The M5 is “Intel Xeon Platinum 8175” while the C7i is “Intel Xeon Scalable (Sapphire Rapids)” according to vantage.sh. Given your findings I’d suspect NUMA effects, cache line sizes (look out for false sharing), or possibly differences in cache coherency protocols to be the culprit.

dch · June 18, 2025, 8:07pm

Do you understand the physical layout of CPU cores in these systems?

There are groups of efficient high bandwidth cores, called chiplets or tiles. These groups connect via comparatively slow interconnects.

If a thread migrates between cores within a chiplet the on-cpu cache is lost and must be refeched from the next level.

If the thread migrates between chiplets the same thing happens but the performance hit is much much worse and more cache is lost.

We want the BEAM to not migrate cpu core because of this.

Generally on these types of systems you pin processes (incl network cards, OS processes, BEAM processes) to specific cores to avoid this massive penalty.

you trade off a lot of flexibility though.

You may well get better performance by pinning BEAM schedulers and running multiple BEAMs too, isolating each one within a chiplet, and thus avoiding crossing.

The design of these systems is usually targeted to hyperscaler cloud vendors, and who use VMs to subdivide onto tiles.

Consider trying the larger arm64 CPUs for comparison, their internal architecture is less susceptible to this.

But mostly try pinning all BEAM and OS processes to specific cores to avoid crossing the chiplet chasm.

Also retry specifically with hyperthreading disabled and see if that helps.

There are some serious tools on intel platforms to examine this and see what CPUs are doing but it’s not lightweight, look for talks books and content by Brendan Gregg he’s the legend in this space.

https://erlangforums.com/t/beam-on-128-core-linux-box-seeming-not-to-use-many-of-available-cores/ this thread has a lot of relevant info too

And it might also be that the cpu just sucks Bug Forces Intel to Halt Some Xeon Sapphire Rapids Shipments | Tom's Hardware

lpil · June 18, 2025, 10:02pm

Thank you for this information @dch, I learnt a lot here!

jstimps · June 18, 2025, 10:55pm

Great info thank you.
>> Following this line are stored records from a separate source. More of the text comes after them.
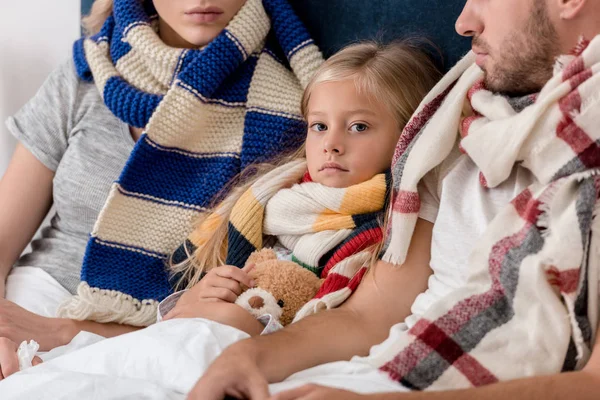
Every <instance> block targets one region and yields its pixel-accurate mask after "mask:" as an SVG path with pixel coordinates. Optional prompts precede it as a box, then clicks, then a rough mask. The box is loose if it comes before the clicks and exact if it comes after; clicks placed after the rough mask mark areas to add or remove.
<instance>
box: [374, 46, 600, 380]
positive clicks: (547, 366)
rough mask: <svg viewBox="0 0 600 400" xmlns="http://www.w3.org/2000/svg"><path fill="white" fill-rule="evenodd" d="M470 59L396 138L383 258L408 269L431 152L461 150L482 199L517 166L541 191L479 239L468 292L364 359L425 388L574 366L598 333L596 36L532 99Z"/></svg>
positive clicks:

We didn’t see any benefit from the various scheduler options such as sbt, sbwt, scl with this system and this workload.

I do agree that running several beam.smp processes with partitioned scheduler counts would obviate the issue as it creates boundaries between the chiplets which data would not cross, which makes cache coherency easier for the system. I suppose a conclusion here is that this hardware was designed to be subdivided, and doubly true for any custom configuration done for and by AWS on this platform.

I appreciate the advice about ARM and the links to further information. It’s tempting to think we’ve been subjected to a hardware bug but of course I have no evidence of that.
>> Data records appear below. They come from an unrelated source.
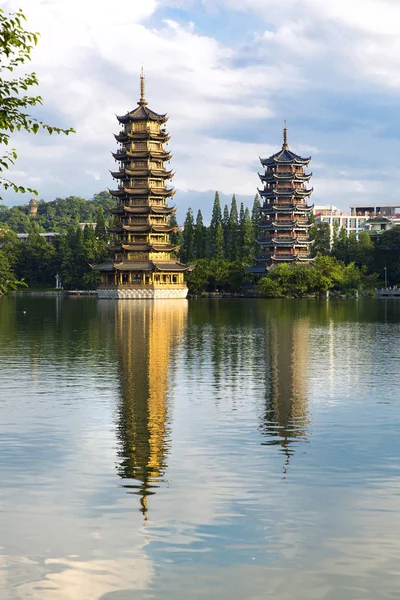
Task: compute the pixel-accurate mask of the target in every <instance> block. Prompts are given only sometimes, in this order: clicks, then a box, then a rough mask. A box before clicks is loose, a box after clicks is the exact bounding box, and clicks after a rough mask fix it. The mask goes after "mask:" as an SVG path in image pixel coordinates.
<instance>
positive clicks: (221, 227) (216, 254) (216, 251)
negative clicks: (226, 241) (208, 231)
mask: <svg viewBox="0 0 400 600" xmlns="http://www.w3.org/2000/svg"><path fill="white" fill-rule="evenodd" d="M214 258H216V259H217V260H223V258H224V231H223V229H222V225H221V223H218V225H217V231H216V232H215V254H214Z"/></svg>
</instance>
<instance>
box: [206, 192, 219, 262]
mask: <svg viewBox="0 0 400 600" xmlns="http://www.w3.org/2000/svg"><path fill="white" fill-rule="evenodd" d="M218 225H221V227H222V214H221V202H220V199H219V193H218V192H215V198H214V206H213V212H212V216H211V221H210V227H209V249H208V254H209V257H210V258H214V257H215V252H216V235H217V229H218Z"/></svg>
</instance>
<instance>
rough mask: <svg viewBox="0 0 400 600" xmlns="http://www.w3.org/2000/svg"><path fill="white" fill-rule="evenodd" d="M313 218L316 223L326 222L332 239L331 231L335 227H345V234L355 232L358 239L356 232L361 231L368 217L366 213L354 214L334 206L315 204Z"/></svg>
mask: <svg viewBox="0 0 400 600" xmlns="http://www.w3.org/2000/svg"><path fill="white" fill-rule="evenodd" d="M314 218H315V222H316V223H327V224H328V225H329V230H330V234H331V241H332V240H333V232H334V230H335V227H337V228H338V229H345V230H346V233H347V235H349V233H355V234H356V236H357V239H358V234H359V233H360V231H363V225H364V223H365V221H366V220H367V219H368V215H367V214H364V215H358V214H357V215H354V214H351V213H350V212H341V211H340V210H339V209H338V208H336V206H315V207H314Z"/></svg>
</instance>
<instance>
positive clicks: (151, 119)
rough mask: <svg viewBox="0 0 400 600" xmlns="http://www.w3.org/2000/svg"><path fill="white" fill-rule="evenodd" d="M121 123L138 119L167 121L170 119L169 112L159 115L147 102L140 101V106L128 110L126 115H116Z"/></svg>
mask: <svg viewBox="0 0 400 600" xmlns="http://www.w3.org/2000/svg"><path fill="white" fill-rule="evenodd" d="M115 116H116V117H117V119H118V121H119V122H120V123H131V122H137V121H157V122H158V123H166V122H167V121H168V116H167V114H166V113H165V114H163V115H159V114H158V113H156V112H154V111H153V110H151V108H147V105H146V104H145V103H141V102H138V108H135V110H131V111H129V112H127V113H126V114H125V115H115Z"/></svg>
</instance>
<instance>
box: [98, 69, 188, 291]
mask: <svg viewBox="0 0 400 600" xmlns="http://www.w3.org/2000/svg"><path fill="white" fill-rule="evenodd" d="M117 119H118V121H119V123H121V125H122V126H123V129H122V131H120V132H119V133H118V134H116V135H115V139H116V140H117V142H119V143H120V144H121V146H120V148H119V149H118V150H117V152H114V153H112V154H113V156H114V158H115V160H116V161H118V162H119V168H118V170H113V171H111V175H112V176H113V178H114V179H115V180H117V181H118V187H117V188H116V189H113V190H110V193H111V195H112V196H114V197H115V198H116V199H117V200H118V204H117V206H116V207H115V208H112V209H110V212H111V214H112V215H114V225H113V226H111V227H110V228H109V231H110V233H112V234H114V236H115V241H114V242H113V243H112V244H110V246H109V250H110V251H111V252H113V253H114V260H113V261H109V262H106V263H103V264H102V265H98V266H97V267H95V268H96V269H97V270H99V271H101V272H102V273H103V276H102V285H103V286H104V285H106V286H107V285H111V287H113V286H114V287H122V288H123V287H124V286H125V287H138V286H139V287H140V286H142V287H143V288H146V289H148V288H149V289H150V288H151V289H155V288H156V287H157V286H164V288H163V289H164V290H165V289H166V287H170V288H171V289H172V290H175V291H177V290H178V288H182V289H183V288H184V289H185V290H187V288H186V285H185V284H184V281H183V278H182V272H184V271H186V270H188V269H189V266H187V265H181V264H180V263H179V262H178V261H177V260H176V257H175V253H176V252H177V251H178V250H179V246H178V245H176V244H174V243H171V241H170V234H172V233H174V232H176V230H177V227H176V225H174V224H171V223H170V217H171V216H172V215H174V214H175V212H176V208H175V207H173V206H172V207H170V206H168V203H167V202H168V199H169V198H172V197H173V196H174V195H175V190H174V188H173V187H170V186H168V185H167V181H168V180H171V179H172V178H173V176H174V173H173V171H172V170H171V169H166V168H165V164H164V163H165V161H169V160H170V159H171V154H170V152H168V150H166V149H165V147H164V144H166V143H168V141H169V139H170V136H169V134H168V133H167V131H166V130H165V129H164V128H163V126H164V124H165V123H166V122H167V120H168V117H167V115H166V114H158V113H156V112H154V111H153V110H151V109H150V108H149V107H148V106H147V101H146V99H145V80H144V75H143V72H142V75H141V78H140V100H139V102H138V107H137V108H136V109H134V110H132V111H129V112H128V113H126V115H123V116H117ZM122 271H123V272H124V273H125V275H123V276H122V275H121V272H122ZM161 272H162V273H165V274H166V275H160V274H159V273H161ZM111 274H113V277H114V278H113V277H112V276H111ZM178 292H179V290H178ZM179 293H180V292H179ZM179 293H178V296H176V297H184V295H182V296H179Z"/></svg>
For the time being we are forced into the conclusion that this hardware is not out-of-the-box compatible with a single beam.smp with default settings. (YMMV)
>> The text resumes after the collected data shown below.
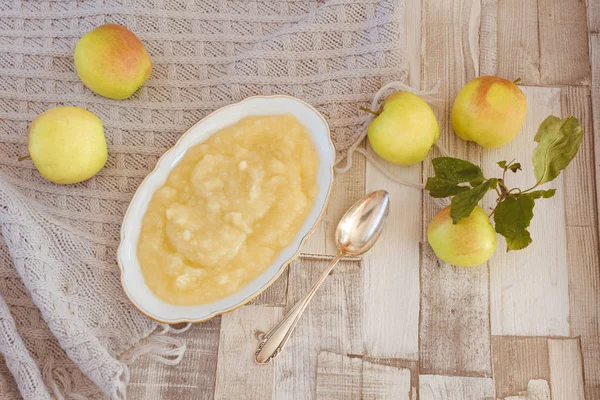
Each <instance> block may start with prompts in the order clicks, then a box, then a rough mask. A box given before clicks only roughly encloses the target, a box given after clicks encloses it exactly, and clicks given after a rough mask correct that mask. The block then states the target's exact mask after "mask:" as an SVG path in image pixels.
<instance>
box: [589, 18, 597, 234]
mask: <svg viewBox="0 0 600 400" xmlns="http://www.w3.org/2000/svg"><path fill="white" fill-rule="evenodd" d="M598 8H599V9H600V7H598ZM598 11H600V10H598ZM589 18H591V19H592V20H595V21H597V23H598V24H599V25H600V12H598V13H595V15H592V16H590V17H589ZM590 46H591V49H590V54H591V57H592V117H593V128H594V157H595V162H596V168H595V171H596V199H600V32H599V31H596V32H595V33H592V34H590ZM596 205H597V206H598V214H597V215H596V216H598V215H600V201H599V202H598V203H597V204H596ZM599 228H600V227H599Z"/></svg>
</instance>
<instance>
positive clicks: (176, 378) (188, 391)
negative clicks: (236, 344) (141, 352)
mask: <svg viewBox="0 0 600 400" xmlns="http://www.w3.org/2000/svg"><path fill="white" fill-rule="evenodd" d="M220 326H221V317H216V318H213V319H211V320H209V321H207V322H204V323H202V324H197V325H193V326H192V327H191V328H190V329H189V330H188V331H187V332H184V333H181V334H179V335H178V338H180V339H183V340H185V342H186V347H187V350H186V354H185V356H184V357H183V359H182V360H181V362H180V363H179V365H176V366H170V365H165V364H161V363H158V362H157V361H154V360H151V359H148V358H141V359H139V360H138V361H136V363H135V364H133V365H131V366H130V367H129V368H130V371H131V380H130V382H129V386H128V389H127V395H128V396H127V397H128V398H129V399H134V400H137V399H139V400H163V399H189V398H196V399H212V398H213V395H214V391H215V379H216V374H217V357H218V348H219V330H220Z"/></svg>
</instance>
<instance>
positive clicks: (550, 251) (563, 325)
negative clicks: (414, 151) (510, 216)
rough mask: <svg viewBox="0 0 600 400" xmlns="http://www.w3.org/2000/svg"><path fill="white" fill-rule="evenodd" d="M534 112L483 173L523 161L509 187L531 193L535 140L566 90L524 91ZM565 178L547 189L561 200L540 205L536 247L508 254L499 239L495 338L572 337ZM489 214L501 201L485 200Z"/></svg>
mask: <svg viewBox="0 0 600 400" xmlns="http://www.w3.org/2000/svg"><path fill="white" fill-rule="evenodd" d="M522 89H523V92H524V93H525V96H526V97H527V103H528V105H529V111H528V114H527V117H526V119H525V123H524V125H523V128H522V130H521V132H520V133H519V135H518V136H517V137H516V138H515V140H513V141H512V142H511V143H509V144H507V145H506V146H503V147H501V148H499V149H491V150H487V151H486V152H485V156H484V161H483V164H482V169H483V171H484V174H485V175H486V176H498V173H499V168H498V165H496V162H497V161H500V160H512V159H513V158H516V160H517V161H519V162H521V164H522V165H523V171H520V172H518V173H516V174H513V173H510V175H508V176H507V185H509V187H520V188H529V187H531V186H533V185H534V184H535V182H536V179H535V176H534V174H533V167H532V166H531V161H529V160H531V155H532V153H533V150H534V149H535V147H536V143H535V142H534V141H533V137H534V136H535V133H536V131H537V128H538V126H539V124H540V123H541V122H542V121H543V120H544V119H545V118H546V117H547V116H548V115H551V114H552V115H557V116H560V115H561V108H560V89H557V88H543V87H522ZM563 179H564V176H559V177H558V178H557V179H556V180H554V181H553V182H551V183H548V184H545V185H544V186H543V188H544V189H549V188H556V189H557V191H558V195H556V196H554V197H553V198H551V199H543V200H539V201H537V202H536V205H535V211H534V212H535V217H534V218H533V220H532V222H531V226H530V227H529V231H530V232H531V236H532V238H533V243H531V244H530V245H529V247H527V248H526V249H524V250H520V251H511V252H506V251H505V250H506V244H505V241H504V238H502V237H501V236H499V240H498V251H497V252H496V254H495V256H494V257H493V258H492V259H491V260H490V261H489V263H488V264H489V266H490V292H491V324H492V334H493V335H519V336H526V335H530V336H545V335H550V336H568V335H569V291H568V272H567V269H568V268H567V239H566V227H565V199H564V183H563ZM484 205H485V207H486V209H491V208H492V207H493V206H494V205H495V198H493V196H488V197H486V198H485V199H484Z"/></svg>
dch · June 19, 2025, 12:51pm

I don’t have appropriate hardware here to try it but roughly this is what I would do:

figure out actual cpu NUMA topology AWS docs may help
for whatever linux you have ensure NICs & OS are on separate chiplet to ones used for BEAM, to reduce contention
compare NUMA topology to that reported by erlang:system_info(cpu_topology).
look up +sct and +sbt
try with & without +scl false which may reduce scheduler migration & compaction (at cost of wasted cpu)

By binding BEAM to free CPUs, and ensuring logical processers matches physical layout, and reducing scheduler migration you should get a lot better performance out of this hardware.

Very interested to hear about experiments in this area, I just don’t have the load to experiment further in this space.